Do you have a question or dilemma about life as a parent that you'd like some expert help with? Our life coach Joanne Mallon answers your questions here.
My two year old daughter goes to day care two times a week. It has been two and a half months since she started. But every time we go it's a really big drama - all she says is 'no go friends mummy'. We recently had another baby, he is 4 months old now. I really need time to do some errands and spend more quality time with my son as well.
I really think that it is good for her to get away from the house and me, so she can socialise, but my husband thinks that she will get traumatised. What's the best thing to do?
Here's life coach Joanne's reply:
Please don't feel that you have to justify sending your child to day care. Plenty of people in your situation do the same - I certainly kept my older child at nursery when my youngest was born. As you say, the social interaction can be really positive for a toddler, and it will probably do you the world of good to have some time off from caring for a toddler as well as a newborn.
There seem to be two issues at play here: first of all, the fact that your daughter isn't settling at nursery school. What feedback do you get from her carers about how she spends her day? Many children get upset at the start of the day, but soon forget this and go on to have a happy day. How is she at the end of the session? Your nursery will have dealt with this sort of situation many times before, so make an appointment to speak to your daughter's key worker, or the day care manager, to see what their opinion is and what they can do to help.
The second issue which you mention briefly is that you and your husband are disagreeing on what to do. What does he suggest that you do differently? Does he have another childcare solution in mind? If you take your daughter out of nursery, how will he help you have time off? Can he come with you to talk to the day care provider to see how your daughter can be helped?
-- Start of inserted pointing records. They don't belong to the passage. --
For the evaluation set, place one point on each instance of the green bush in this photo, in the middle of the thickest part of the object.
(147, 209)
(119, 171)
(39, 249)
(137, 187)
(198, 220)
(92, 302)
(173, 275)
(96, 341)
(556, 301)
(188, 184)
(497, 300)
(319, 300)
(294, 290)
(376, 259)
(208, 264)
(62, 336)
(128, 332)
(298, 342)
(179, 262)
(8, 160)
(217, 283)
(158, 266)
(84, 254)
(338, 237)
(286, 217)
I think it is extremely unlikely that your daughter will suffer any lasting trauma, but if your husband really believes that this is the problem, then he needs to focus on finding the solution too. Perhaps if your daughter is upset when you leave her, she may not be the same if her dad drops her off, so he could do this for a while.
I hope you can find a way through this. Your daughter's insecurities about being left at nursery are most likely related to the recent arrival of her younger brother. Spend as much time as you can with her one to one to help her feel more secure, and this will pass.